Au fil des réunions avec les différents corps du lycée, une stratégie a vite été établie. « Il y d’abord eu la mise en place d’un enseignement asynchrone, c’est-à-dire que les professeurs ont envoyé les cours et les exercices aux élèves via des plateformes comme Pronote, et ces élèves leur renvoient leur travail pour correction. Puis nous sommes passés à un enseignement synchrone qui consiste à maintenir les cours en classe virtuelle. » Cet enseignement à distance a été mieux appréhendé par les collégiens et les lycéens à même de composer avec ces technologies, reconnaît le proviseur. Pour les plus petits, il a fallu procéder différemment. « Pour les plus jeunes, nous avons commencé par faire des tutoriels vidéo destinés à eux et leur famille. En ce qui concerne les maternelles par exemple, les professeurs enregistrent des capsules vidéo. »Faire perdurer le lien social malgré tout
« Cette interaction élèves-professeurs, même à distance, est primordiale. Il faut garder un lien affectif. Les familles apprécient aussi. Nous avons eu des messages positifs, certains sont agréablement surpris de notre capacité d’adaptation », souligne Gilles Martinez, qui a dirigé un autre lycée français en Malaisie avant de poser ses valises à Prague. Le confinement impose une discipline personnelle et professionnelle, à un moment où deux environnements, le privé et le public, s’entremêlent pour une durée indéterminée. C’est dans ces moments-là que l’on prend conscience de l’importance de l’école en tant qu’institution, toujours selon Gilles Martinez. « Mes trois enfants sont scolarisés au Lycée français. Au début, c’était la liesse, puis ils ont commencé à demander, au bout de deux jours, quand ils pourraient retourner à l’école… » Le numérique comble le vide laissé, mais il ne remplacera jamais les cris dans la cour de récréation.« Les examens seront aménagés »
Le ministre de l’Éducation nationale français, Jean-Michel Blanquer, a annoncé, lundi dernier, qu’ « en fin de semaine », tout le monde serait fixé sur la forme que prendra l’organisation du baccalauréat 2020. Avec près de 150 élèves, du brevet au bac, censés passer des examens, la période de fin d’année est toujours un moment charnière pour le Lycée. Mais cette année, tout est chamboulé. « Pour l’instant, nous n’avons pas de directives du ministère. La seule chose que l’on sache, dont nous sommes témoins aussi, c’est l’inquiétude des élèves et de leurs parents », reconnaît Gilles Martinez qui, d’un autre côté, « comprends que le ministre prenne un temps de réflexion car il y a beaucoup de données à prendre en compte. »
Une d’entre elles est que les lycées étrangers ont toujours les épreuves en avance, environ 15 jours, soit un début des examens qui était prévu le 2 juin au Lycée français de Prague.

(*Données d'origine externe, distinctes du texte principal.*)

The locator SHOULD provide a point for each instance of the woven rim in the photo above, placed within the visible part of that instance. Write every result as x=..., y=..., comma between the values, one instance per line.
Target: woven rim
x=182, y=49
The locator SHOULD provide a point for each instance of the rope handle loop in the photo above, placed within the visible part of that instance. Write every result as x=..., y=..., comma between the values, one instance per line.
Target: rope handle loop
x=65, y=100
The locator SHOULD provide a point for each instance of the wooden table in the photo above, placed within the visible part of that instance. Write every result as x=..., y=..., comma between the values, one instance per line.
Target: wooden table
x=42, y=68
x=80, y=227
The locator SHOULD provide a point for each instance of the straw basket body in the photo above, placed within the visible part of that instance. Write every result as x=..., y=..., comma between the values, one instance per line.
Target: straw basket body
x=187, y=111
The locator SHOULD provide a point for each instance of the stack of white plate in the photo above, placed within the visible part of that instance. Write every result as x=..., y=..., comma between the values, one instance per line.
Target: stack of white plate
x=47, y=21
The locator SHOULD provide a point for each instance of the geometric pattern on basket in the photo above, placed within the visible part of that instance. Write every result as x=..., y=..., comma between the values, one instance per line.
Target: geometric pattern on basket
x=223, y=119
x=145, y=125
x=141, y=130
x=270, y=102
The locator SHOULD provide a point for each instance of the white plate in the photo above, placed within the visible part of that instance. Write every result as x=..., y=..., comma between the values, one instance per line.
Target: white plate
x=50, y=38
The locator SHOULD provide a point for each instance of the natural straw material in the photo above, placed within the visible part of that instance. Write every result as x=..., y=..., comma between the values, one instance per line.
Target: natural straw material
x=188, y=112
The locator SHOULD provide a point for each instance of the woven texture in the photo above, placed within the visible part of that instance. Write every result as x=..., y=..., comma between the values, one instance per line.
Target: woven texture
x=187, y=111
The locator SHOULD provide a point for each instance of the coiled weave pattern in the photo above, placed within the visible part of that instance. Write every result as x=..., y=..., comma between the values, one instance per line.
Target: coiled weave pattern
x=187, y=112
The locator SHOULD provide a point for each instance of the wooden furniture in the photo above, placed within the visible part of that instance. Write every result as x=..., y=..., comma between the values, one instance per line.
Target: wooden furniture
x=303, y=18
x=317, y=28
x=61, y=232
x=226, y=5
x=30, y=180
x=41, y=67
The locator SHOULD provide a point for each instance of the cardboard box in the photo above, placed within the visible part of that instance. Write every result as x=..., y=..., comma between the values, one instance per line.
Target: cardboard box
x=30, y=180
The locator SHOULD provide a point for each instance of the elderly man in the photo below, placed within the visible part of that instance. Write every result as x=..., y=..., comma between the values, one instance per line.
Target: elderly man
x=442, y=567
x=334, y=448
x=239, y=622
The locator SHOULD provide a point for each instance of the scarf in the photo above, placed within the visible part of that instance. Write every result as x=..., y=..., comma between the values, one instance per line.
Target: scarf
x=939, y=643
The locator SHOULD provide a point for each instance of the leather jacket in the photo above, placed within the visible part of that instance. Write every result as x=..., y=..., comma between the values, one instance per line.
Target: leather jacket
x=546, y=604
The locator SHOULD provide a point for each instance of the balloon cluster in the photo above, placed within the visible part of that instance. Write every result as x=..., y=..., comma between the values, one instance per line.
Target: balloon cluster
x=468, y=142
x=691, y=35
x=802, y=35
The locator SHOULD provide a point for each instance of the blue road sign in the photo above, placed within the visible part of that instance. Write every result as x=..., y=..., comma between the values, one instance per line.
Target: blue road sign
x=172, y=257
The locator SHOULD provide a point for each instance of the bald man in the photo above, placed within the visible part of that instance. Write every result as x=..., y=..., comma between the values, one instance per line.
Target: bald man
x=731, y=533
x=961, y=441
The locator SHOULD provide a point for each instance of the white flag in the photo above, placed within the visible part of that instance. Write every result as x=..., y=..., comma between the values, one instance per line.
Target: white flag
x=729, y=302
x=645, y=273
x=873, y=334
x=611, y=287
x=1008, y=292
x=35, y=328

Comment va donc se dérouler cette session du baccalauréat ? Quelle valeur aura-t-elle ? Autant de questions qui se bousculent en ce moment dans la tête des élèves mais une chose est sûre, « on ne veut pas d’un bac low-cost ou d’un bac deux poids deux mesures entre la métropole et l’étranger », martèle le proviseur.Au moment de conclure l’entretien, Gilles Martinez a troqué sa casquette de proviseur pour celle de coureur. Lancé dans un « marathon », il a rappelé qu’il était primordial « de partir vite pour ne pas avoir de période de latence » et qu’à présent« il faut maintenir le rythme trouvé ». Un marathon qui ne fait que commencer et dont les élèves espèrent être les grands gagnants sur la ligne d’arrivée.